Über den speziellen Fall einer Tradition im Tierreich berichten der Zoologe Alex Thornton von der Universität Cambridge und Kollegen in einer aktuellen Studie.
Die Studie:
" Multi-generational persistence of traditions in neighbouring meerkat groups" von Alex Thornton
et al in den "Proceedings of the Royal Society B: Biological Sciences" (sobald online).
Aufstehzeiten aus elf Jahren
Wenn Angehörige der gleichen Tierarten verschiedenes Verhalten zeigen, kann es an genetischen oder umweltbedingten Unterschieden liegen. Studien zu sozial erlernten Verhaltensweisen, die über mehrere Generationen bzw. innerhalb von Gruppen weitergegeben werden, gelten laut den Forschern aus verschiedenen Gruppen als umstritten. Deshalb haben sie nach Eigenangaben ein bisher einzigartiges Versuchssetting gewählt.
Elf Jahre lang verfolgten sie das Schicksal von 15 Gruppen von Erdmännchen (Suricata suricatta) in der südafrikanischen Kalahari-Wüste. Die Tiere waren mit tragbaren Sendern ausgestattet, sodass ihre Bewegungen exakt nachvollzogen werden konnten. Auch ihr Gewicht wurde ständig kontrolliert.
Mindestens zweimal im Monat näherten sich die Forscher vor Sonnenaufgang den Schlafstellen der Erdmännchen und warteten, bis das erste Exemplar seine Nase aus dem schutzgebenden Erdloch steckte.
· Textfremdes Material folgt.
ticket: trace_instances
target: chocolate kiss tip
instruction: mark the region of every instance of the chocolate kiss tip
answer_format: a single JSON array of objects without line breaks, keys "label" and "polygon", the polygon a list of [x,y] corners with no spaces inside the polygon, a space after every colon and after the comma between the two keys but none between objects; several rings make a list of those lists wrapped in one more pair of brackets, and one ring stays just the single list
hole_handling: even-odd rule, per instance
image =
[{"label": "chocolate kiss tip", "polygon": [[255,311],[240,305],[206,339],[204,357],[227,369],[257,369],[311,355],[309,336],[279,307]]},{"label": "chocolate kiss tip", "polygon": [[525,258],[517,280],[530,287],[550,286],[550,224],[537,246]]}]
Üblicherweise folgen die anderen Gruppenmitglieder innerhalb kürzester Zeit. Die Aufstehzeiten wurden notiert, elf Jahre lang dokumentiert und nun miteinander verglichen.
Konstante Tagwache im Erdloch

Wilhelma/A9999 Wilhelma
Im Untersuchungszeitraum benutzten die putzigen Tiere in einem Gebiet von rund 100 Quadratkilometern 625 Erdlöcher als Schlafstätten, 27 Prozent davon wurden von mehr als einer Gruppe frequentiert. Die Forscher beobachteten, dass sich die Aufstehzeiten zwischen den Gruppen signifikant unterschieden. Ein Effekt, der unabhängig war von der Gruppengröße, der Futterlage rund um das Erdloch und äußeren Einflüssen wie Wetter oder Beschaffenheit der Erdlöcher.
Die unterschiedliche "Tagwache" der Erdmännchen setzte sich über mehrere Generationen fort: Tiere, die in die Gruppe neu integriert wurden, lernten die Verhaltensweise der anderen. In den elf Jahren der Beobachtung tauschten sich die Mitglieder fast aller Gruppen komplett aus, die Aufstehzeiten blieben dennoch konstant.
Deshalb meinen Alex Thornton und seine Kollegen erstmals einen Fall beobachtet zu haben, bei dem frei lebende Tiere Aktivitäten ihres Alltags als "Traditionen" innerhalb einer Gruppe weitergegeben haben.
Genaue Mechanismen unklar
Ökologische und vor allem genetische Ursachen halten die Forscher für unwahrscheinlich, da der Genpool der Gruppe durch Männchen, die nicht aus der Gruppe stammen, ständig durchmischt wird. "Die genauen Mechanismen, wegen denen sich die Gruppenunterschiede über mehrere Generationen erhalten, bleiben unklar", schreiben sie in ihrer Studie.
"Wir nehmen an, dass die unterschiedlichen Aufstehzeiten als Resultat von Informationskaskaden konstant bleiben. Neue Gruppenmitglieder entscheiden sich aufgrund des Verhaltens der anderen. Damit werden Verhaltensmuster übertragen, lange nachdem der Erfinder des Verhaltens gestorben ist."